By Jem Shin ’23, Latonya Smith ’24, and Emma Tuhabonye ’23
Our goal was to use deep learning-based facial recognition algorithms to determine the appearances of political leaders, candidates, and opponents in political ad images. To do this, we ran a facial recognition algorithm in Python on Snapchat political campaign ad images. This algorithm uses the method, Histogram of Oriented Gradients (HOG) (Dalal & Triggs, 2005), for face detection, and a deep convolutional neural network (CNN) model for face encoding.
We first wanted to compare the facial recognition results with setting different tolerances and comparing the results.
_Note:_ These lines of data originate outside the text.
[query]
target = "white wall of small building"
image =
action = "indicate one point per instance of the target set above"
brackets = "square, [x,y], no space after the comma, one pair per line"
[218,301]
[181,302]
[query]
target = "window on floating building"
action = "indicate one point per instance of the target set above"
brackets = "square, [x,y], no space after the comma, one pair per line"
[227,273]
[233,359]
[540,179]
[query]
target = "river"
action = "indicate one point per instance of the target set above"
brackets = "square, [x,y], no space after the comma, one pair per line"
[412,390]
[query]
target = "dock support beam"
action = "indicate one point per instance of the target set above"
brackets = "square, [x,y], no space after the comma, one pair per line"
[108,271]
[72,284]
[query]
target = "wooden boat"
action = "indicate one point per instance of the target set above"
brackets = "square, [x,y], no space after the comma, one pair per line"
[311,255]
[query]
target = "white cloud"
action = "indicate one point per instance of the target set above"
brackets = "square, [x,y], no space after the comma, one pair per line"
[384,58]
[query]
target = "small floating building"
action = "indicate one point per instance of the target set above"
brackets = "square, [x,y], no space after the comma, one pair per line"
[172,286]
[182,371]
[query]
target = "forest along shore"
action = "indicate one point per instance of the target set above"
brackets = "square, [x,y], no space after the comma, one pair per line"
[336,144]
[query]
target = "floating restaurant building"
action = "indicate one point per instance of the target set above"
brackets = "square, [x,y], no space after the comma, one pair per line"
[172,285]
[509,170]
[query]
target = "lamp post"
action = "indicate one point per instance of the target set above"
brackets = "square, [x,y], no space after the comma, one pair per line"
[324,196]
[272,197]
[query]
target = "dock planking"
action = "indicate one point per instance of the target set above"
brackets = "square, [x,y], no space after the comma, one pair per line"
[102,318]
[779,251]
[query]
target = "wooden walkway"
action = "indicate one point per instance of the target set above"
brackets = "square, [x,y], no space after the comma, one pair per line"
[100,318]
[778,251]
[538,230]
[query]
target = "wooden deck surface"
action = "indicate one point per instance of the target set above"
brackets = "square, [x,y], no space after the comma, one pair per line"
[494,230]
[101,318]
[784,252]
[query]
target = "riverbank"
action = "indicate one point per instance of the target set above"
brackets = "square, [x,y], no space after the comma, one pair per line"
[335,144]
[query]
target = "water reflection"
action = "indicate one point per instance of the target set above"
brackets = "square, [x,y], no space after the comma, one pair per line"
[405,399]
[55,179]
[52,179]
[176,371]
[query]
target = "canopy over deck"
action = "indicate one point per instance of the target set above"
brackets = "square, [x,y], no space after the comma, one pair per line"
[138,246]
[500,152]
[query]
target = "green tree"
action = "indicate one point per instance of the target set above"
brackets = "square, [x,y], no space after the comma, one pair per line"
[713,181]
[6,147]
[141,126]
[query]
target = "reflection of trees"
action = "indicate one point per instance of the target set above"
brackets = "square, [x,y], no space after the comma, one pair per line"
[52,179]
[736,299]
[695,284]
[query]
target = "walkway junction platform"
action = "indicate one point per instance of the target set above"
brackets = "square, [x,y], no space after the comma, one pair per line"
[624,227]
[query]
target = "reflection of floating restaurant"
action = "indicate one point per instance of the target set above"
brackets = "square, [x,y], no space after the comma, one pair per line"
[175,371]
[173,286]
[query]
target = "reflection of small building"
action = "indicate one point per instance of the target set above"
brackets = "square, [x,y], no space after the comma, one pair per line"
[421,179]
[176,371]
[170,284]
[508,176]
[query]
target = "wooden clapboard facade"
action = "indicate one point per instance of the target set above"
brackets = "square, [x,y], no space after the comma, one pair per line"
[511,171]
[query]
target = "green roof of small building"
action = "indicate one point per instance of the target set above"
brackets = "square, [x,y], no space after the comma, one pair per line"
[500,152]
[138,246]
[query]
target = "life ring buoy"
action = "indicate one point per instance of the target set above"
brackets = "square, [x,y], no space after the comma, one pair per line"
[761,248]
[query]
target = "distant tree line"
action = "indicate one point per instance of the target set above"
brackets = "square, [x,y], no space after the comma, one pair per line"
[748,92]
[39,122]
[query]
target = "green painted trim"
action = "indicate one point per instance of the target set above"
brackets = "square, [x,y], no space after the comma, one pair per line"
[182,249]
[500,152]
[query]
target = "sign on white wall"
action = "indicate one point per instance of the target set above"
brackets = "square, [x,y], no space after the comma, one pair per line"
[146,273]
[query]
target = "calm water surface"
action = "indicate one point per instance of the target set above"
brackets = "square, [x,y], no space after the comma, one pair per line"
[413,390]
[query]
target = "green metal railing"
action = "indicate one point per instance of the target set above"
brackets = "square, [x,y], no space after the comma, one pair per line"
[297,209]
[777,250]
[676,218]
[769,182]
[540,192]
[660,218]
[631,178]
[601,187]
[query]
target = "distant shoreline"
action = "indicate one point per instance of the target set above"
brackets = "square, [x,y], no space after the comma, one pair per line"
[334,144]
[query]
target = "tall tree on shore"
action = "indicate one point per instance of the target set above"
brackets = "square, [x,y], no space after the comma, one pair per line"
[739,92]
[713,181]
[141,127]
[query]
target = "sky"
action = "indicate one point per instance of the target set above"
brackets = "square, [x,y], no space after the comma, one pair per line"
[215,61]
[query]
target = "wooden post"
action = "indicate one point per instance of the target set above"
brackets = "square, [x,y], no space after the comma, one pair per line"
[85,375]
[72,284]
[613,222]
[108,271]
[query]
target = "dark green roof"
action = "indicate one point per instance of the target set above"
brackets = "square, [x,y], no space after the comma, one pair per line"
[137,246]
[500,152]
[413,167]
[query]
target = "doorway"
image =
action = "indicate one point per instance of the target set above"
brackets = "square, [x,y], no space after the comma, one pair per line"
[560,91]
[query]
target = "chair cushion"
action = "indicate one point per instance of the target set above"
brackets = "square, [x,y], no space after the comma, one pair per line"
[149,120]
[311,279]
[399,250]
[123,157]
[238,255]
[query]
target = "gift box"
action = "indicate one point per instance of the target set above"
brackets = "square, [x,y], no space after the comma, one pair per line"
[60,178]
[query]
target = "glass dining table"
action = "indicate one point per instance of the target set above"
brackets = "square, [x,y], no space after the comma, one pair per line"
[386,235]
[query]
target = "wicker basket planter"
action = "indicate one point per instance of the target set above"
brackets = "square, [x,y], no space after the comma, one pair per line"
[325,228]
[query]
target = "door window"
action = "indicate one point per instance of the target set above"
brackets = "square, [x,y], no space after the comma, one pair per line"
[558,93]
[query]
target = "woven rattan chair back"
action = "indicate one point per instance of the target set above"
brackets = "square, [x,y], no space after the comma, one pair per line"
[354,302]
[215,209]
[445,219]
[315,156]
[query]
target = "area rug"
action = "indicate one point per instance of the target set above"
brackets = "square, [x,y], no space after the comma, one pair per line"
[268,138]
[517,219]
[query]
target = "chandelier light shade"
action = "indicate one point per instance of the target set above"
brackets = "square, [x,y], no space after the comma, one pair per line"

Tolerance is equivalent to sensitivity, the lower the tolerance the more strict the algorithm is at facial comparisons. After completing the testing of tolerances 0.5, 0.6, and 0.7, we wanted to compare the accuracy of the faces found with the results from Amazon Web Services (AWS) that the Wesleyan Media Project (WMP) had previously analyzed. This allowed us to compare the open source facial recognition software and find that the tolerance .5 was the most accurate in identifying faces among the Snapchat images and videos.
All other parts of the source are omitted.